Her transition is bittersweet for her colleagues.
“Tiffany is a champion,” said Satra Taylor, manager of higher education justice initiatives at The Education Trust and formerly an intern under Jones. “Tiffany has foresight and vision that I have not seen before. Her ability to connect pieces and dots across disciplines, across organizations, for a higher purpose is impeccable.”
While Jones’ job title is changing, she’s been working toward a more equitable education system since she was a teenager, participating in televised debates on education policy issues in high school. Early on, she thought she wanted to get a Ph.D. to become the superintendent of a school district. For her, this wasn’t just a career plan. It was personal. She went to school in a low-income, working-class community in Michigan and saw the impact of inequitable policies firsthand.
“I’m walking by [and] there’s parts of my school roped off with caution tape because the ceiling is going to cave in and it’s dangerous and we can’t get repairs,” she said. “It helped me understand, this is really broken. Something is really wrong.”
Later on, as a student at Central Michigan University, she found herself challenged by the transition from a diverse high school to a predominantly White institution, as well as the unforeseen costs of college.
Even though scholarships covered her tuition, when she first heard how much her housing would cost, “I was just in tears,” she said. While she was ultimately able to work in the dorms to waive her fee, it “infuriated” her knowing other students faced similar roadblocks without the support that she had. It helped motivate her future career in higher education policy.
In her first year as an undergraduate, she thought about dropping out, but she ultimately found a sense of community among student activists. In hindsight, her policy work feels rooted in her time as an organizer.
“I realized it was therapeutic to feel like you were making a difference,” she said. “And I was hooked.”
That sense of activism followed her to graduate school at the University of Southern California, though it was in part because she felt she had no choice.
Unlike in K-12, in higher education in general, “faculty gave me energy like they weren’t happy I was there,” she said. “I developed my identity as a resistor. If that hadn’t been my experience, my orientation might have been one to work insides the system to try to make change. I all of the sudden realized I’m not a part of this system. I’m on the outside of it, and it’s my job to push and transform. But it took a while for me to find my voice that way.”
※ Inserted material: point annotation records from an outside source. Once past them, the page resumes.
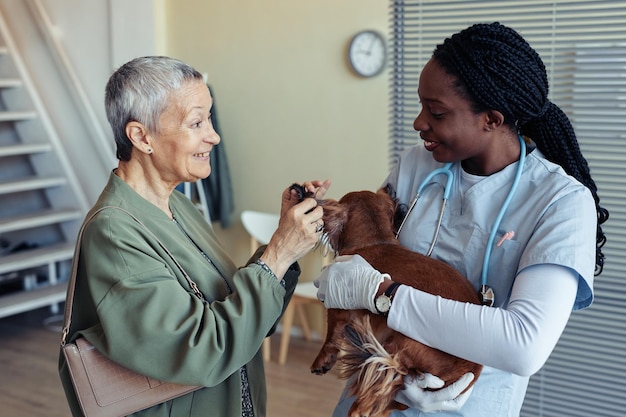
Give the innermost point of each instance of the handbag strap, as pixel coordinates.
(71, 286)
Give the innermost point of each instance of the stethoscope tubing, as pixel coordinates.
(447, 170)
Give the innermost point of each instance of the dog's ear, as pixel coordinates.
(301, 191)
(335, 218)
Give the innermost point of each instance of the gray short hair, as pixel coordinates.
(139, 91)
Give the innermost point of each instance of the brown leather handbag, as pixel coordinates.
(103, 387)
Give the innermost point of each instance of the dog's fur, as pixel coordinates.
(365, 349)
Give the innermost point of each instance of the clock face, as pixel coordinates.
(367, 53)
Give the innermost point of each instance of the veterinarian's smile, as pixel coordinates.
(203, 155)
(430, 146)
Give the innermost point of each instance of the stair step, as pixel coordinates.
(42, 218)
(31, 258)
(28, 184)
(25, 149)
(22, 301)
(10, 82)
(16, 116)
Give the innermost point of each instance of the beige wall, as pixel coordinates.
(289, 108)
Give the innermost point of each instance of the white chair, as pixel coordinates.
(261, 226)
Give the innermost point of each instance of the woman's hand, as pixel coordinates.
(290, 196)
(350, 283)
(299, 228)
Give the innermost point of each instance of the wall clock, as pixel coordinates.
(367, 53)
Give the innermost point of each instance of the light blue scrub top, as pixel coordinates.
(549, 214)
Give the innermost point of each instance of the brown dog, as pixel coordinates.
(363, 223)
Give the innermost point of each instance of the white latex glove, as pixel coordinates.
(416, 396)
(350, 283)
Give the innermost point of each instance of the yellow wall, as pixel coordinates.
(289, 108)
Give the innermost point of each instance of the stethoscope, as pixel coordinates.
(486, 292)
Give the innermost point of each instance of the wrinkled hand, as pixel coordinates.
(349, 284)
(450, 398)
(290, 197)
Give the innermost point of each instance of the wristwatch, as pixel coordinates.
(383, 301)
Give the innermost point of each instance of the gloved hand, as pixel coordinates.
(416, 396)
(349, 284)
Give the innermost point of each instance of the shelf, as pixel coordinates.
(7, 187)
(25, 149)
(32, 258)
(22, 301)
(42, 218)
(16, 116)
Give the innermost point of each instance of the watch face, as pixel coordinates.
(367, 53)
(383, 303)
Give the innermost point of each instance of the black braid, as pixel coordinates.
(497, 69)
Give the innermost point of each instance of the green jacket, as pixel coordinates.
(135, 306)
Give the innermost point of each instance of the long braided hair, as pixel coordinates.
(495, 68)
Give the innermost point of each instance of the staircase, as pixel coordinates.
(41, 202)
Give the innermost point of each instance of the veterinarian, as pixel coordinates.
(132, 302)
(482, 89)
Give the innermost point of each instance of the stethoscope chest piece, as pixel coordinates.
(487, 296)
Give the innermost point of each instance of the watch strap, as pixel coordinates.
(391, 290)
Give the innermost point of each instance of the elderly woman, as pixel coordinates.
(132, 301)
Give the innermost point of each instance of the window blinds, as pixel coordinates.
(583, 45)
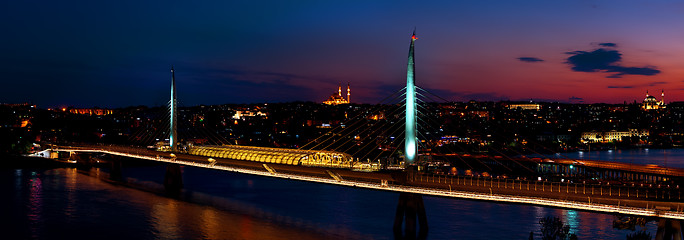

After three years at the Southern Education Foundation, focused on higher education policy, she found her way to the Education Trust in 2016, a time of transition not only for her but for the country as U.S. President Donald J. Trump took office. Congress was so polarized that passing higher education legislation fell to the back burner, which gave Jones and her colleagues room to think about the “long game.”
“It’s not about what bill can we get in next week,” she said. “There is no bill next week.” The nonprofit pivoted to questions like, “When the time comes, when the comprehensive bills really have the opportunity to be passed and constructed, what should be on the table?”
She decided to put an emphasis on Black student debt and the needs of students who are incarcerated, among other issues at the nexus of higher education and racial justice that The Education Trust hadn’t explored in the past.
That was a “philosophical shift” and it involved uncomfortable conversations across difference, but “part of change making is education, and with education comes discomfort,” she said.
This week, as Congress sits on the cusp of passing legislation that would reinstate the Pell grant for incarcerated students – a part of its year-end spending deal – Jones’ legacy is especially felt by her former colleagues. It’s something she made a part of the nonprofit’s policy agenda.
Taylor pointed to The Education Trust’s newly launched Justice Fellows Policy Program, which will onboard six to eight fellows affected by the criminal justice system to be an active part in developing and presenting on policy. Jones also created an equity and accountability advisory board and forged partnerships with the UnLock Higher Ed Coalition among other advocacy organizations centering the voices of incarcerated people.
She “strategically made sure she was working with, alongside and amplifying the voices of individuals directly impacted by policy,” Taylor said.
For Jones, her proudest accomplishment at The Education Trust was cultivating other advocates through learning programs with different civil rights organizations and in developing her own team.
“That space is in such good hands,” she said. “If I never did anything else, I feel most proud to have been able to invest in folks like that, to be able to partner with them, co-labor with them.”